Data privacy can be a grey area for thousands of companies that use online behavioral data to target consumers every day – from ads on the websites we visit to the coupons we get at the grocery store. These choices are tracked, collected and analyzed en masse. It can help consumers: you watched a certain movie on Netflix, so it suggests another you might like in the same genre. But it can also be intrusive, creating a feeling of ‘big brother’: your running route was recorded by a workout app and shared with others.
Rachel Cummings, an assistant professor at Georgia Tech’s H. Milton Stewart School of Industrial and Systems Engineering, is working to better understand data privacy and how it relates to both human behavior and the economy.
“The issue with Facebook and Cambridge Analytica highlights that data privacy is a highly nuanced issue,” said Cummings. “Unlike traditional data breaches, these two companies were legally sharing data according to an agreed upon contract. The issue in this case is downstream data use: once a person shares their data, who is allowed to use it and for what purposes?”

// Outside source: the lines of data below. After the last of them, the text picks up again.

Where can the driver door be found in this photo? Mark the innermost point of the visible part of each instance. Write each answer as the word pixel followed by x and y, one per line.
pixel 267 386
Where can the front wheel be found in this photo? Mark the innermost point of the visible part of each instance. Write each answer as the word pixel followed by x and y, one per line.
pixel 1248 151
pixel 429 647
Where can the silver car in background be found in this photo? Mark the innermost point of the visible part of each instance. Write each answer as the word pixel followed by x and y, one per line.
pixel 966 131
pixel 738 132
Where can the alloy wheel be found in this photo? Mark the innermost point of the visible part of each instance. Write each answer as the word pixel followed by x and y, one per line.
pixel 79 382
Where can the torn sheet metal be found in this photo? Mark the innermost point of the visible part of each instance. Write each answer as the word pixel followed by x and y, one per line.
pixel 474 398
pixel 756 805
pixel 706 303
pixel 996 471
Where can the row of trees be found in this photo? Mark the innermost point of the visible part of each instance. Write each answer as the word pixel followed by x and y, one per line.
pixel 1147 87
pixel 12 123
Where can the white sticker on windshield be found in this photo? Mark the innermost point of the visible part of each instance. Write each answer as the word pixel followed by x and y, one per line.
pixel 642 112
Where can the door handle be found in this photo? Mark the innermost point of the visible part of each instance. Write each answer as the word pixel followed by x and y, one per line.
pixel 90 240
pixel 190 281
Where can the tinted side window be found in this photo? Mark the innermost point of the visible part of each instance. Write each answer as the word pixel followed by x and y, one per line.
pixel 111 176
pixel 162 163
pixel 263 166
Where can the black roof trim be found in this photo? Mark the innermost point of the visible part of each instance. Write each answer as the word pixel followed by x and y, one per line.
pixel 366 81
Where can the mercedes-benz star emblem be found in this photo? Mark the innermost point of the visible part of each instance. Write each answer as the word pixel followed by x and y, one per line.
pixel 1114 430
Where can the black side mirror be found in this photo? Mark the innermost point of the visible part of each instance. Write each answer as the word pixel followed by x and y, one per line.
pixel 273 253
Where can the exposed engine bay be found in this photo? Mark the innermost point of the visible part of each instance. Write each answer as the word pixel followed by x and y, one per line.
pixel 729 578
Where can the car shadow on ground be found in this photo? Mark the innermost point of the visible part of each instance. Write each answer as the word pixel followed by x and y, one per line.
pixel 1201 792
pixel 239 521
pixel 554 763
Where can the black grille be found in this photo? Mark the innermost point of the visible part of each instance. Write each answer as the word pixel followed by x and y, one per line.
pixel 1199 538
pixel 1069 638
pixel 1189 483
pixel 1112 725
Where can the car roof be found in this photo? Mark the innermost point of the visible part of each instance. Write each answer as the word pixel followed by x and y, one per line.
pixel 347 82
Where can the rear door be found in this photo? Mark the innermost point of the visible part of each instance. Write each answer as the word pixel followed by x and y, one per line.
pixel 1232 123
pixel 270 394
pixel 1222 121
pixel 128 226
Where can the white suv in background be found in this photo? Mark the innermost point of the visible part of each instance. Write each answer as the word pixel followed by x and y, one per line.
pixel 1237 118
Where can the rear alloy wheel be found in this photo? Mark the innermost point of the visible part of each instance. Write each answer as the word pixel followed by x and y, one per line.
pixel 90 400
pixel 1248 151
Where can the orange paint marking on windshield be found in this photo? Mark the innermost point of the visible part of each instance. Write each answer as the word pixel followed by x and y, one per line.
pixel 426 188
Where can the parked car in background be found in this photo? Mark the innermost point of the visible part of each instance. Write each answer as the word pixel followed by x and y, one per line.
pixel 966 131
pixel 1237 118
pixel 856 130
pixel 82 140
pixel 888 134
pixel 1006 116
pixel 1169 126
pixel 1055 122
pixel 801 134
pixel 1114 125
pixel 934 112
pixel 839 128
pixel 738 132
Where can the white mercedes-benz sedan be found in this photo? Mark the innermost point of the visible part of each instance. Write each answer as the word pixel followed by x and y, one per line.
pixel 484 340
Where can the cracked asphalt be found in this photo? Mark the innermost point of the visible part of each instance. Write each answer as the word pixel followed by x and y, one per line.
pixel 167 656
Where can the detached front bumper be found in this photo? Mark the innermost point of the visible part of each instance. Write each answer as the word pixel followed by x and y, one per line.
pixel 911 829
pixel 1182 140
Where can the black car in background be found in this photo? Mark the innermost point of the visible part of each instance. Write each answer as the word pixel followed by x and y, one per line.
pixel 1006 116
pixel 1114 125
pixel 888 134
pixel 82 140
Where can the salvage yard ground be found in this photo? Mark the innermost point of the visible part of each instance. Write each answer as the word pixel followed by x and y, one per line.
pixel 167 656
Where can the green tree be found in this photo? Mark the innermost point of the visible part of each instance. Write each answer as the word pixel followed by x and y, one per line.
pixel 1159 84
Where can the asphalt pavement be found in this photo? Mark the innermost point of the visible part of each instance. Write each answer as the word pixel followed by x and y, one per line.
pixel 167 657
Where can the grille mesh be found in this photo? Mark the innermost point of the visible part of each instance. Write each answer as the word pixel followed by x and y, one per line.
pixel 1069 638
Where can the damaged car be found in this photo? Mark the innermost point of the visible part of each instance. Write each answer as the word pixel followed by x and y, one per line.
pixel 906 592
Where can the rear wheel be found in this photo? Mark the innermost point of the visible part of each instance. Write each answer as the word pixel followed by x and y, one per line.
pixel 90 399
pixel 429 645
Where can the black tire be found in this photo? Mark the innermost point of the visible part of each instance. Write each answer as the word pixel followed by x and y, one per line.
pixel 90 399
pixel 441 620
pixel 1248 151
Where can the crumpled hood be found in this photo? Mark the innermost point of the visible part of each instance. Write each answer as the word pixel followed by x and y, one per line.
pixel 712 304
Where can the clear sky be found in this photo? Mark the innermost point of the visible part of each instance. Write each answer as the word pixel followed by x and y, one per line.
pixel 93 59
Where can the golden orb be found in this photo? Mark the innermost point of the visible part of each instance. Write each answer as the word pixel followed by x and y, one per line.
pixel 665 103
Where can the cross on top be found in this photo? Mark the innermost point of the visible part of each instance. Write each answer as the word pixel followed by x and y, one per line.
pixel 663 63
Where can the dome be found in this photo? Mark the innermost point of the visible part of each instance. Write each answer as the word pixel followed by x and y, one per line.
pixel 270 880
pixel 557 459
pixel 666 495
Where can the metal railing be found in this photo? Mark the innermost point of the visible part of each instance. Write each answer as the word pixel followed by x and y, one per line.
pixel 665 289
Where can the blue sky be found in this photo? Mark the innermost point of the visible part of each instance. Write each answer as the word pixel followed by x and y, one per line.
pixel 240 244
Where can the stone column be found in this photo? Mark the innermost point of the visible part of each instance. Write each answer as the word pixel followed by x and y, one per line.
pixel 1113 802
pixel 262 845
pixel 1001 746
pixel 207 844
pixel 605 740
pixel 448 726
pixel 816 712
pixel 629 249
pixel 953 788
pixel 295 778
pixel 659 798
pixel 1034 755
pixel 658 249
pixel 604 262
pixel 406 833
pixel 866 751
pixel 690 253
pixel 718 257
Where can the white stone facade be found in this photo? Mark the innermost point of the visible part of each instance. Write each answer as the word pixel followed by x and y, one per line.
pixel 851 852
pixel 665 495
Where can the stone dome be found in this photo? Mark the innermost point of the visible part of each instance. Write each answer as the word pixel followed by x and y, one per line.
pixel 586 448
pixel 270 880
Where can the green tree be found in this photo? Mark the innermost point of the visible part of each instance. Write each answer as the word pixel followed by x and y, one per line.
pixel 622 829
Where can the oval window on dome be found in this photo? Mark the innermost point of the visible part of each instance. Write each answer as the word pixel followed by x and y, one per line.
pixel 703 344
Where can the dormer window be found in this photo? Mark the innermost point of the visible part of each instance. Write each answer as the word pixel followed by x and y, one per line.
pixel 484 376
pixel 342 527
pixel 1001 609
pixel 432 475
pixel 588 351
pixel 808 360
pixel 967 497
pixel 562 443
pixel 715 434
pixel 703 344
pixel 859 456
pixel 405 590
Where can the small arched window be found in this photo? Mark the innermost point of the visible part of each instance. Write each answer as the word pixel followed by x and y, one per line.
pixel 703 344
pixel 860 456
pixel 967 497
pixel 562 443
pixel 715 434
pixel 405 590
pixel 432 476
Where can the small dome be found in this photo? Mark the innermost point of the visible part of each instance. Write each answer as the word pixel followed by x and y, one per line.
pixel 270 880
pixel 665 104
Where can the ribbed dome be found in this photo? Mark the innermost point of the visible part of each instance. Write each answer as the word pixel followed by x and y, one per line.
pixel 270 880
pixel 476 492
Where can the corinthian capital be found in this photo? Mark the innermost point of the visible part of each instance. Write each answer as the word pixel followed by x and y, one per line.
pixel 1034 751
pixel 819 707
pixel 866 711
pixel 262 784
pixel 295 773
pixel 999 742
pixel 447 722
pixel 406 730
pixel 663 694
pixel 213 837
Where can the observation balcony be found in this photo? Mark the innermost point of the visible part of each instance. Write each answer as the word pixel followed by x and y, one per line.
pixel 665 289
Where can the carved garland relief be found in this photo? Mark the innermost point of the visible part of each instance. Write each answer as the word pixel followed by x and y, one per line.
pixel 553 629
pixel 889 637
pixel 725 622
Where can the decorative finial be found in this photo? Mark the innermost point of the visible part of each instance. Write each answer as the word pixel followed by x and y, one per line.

Cummings recognizes that challenges exist for companies that want to use their data – they stand to gain valuable insights from it but are hesitant for fear of bad press. So, to effectively capitalize on data in a non-intrusive way, differential privacy can help, which is Cummings’ area of focus.
Cummings works within the field of differential privacy – a type of database privacy that guarantees the input data from a single individual (your home address, for example) has a very small impact on the output of a computation (Zillow reporting how many people live in a neighborhood, for instance). The goal of differential privacy is to ensure you only learn from the global database aggregate, rather than any specific individual.
Cummings’ lab develops and optimizes the algorithms that support differential privacy for corporations like Google, where data can be turned into dollars. Google uses it when a Chrome web browser crashes. To identify the problem without exposing the search history of users, a differential privacy algorithm is used to strip out personal identifiable user information. It’s designed to protect the privacy of individuals, but still provide Google with helpful information to make their browser service better.
Other Fortune 500 companies, like Apple, are leading the way in piloting differential privacy to make better business decision based on their data. Companies can better understand customer’s preferences, explain why they made the choices they did, and predict their future behavior. The algorithms can also be applied to healthcare and medical records to determine patterns in diseases or discern treatments that work on specific demographics, without violating medical privacy laws.
“With great data comes the potential for great privacy violations,” said Cummings. “As companies make more efficient use of personal data, they must also respect the privacy needs of the individuals who shared their data. I’m hoping to revolutionize my field, as well as U.S. business practices, by redesigning privacy policies so individuals have some say over how companies use the data they create.”
Cummings plans to continue her work at the intersection of economics, machine learning and data privacy. She proposes that companies need to think about how to incentivize people to share their data, while still giving them privacy guarantees. By striking the right balance between protecting consumer privacy and monetizing data, companies will be able to leverage differential privacy to their advantage.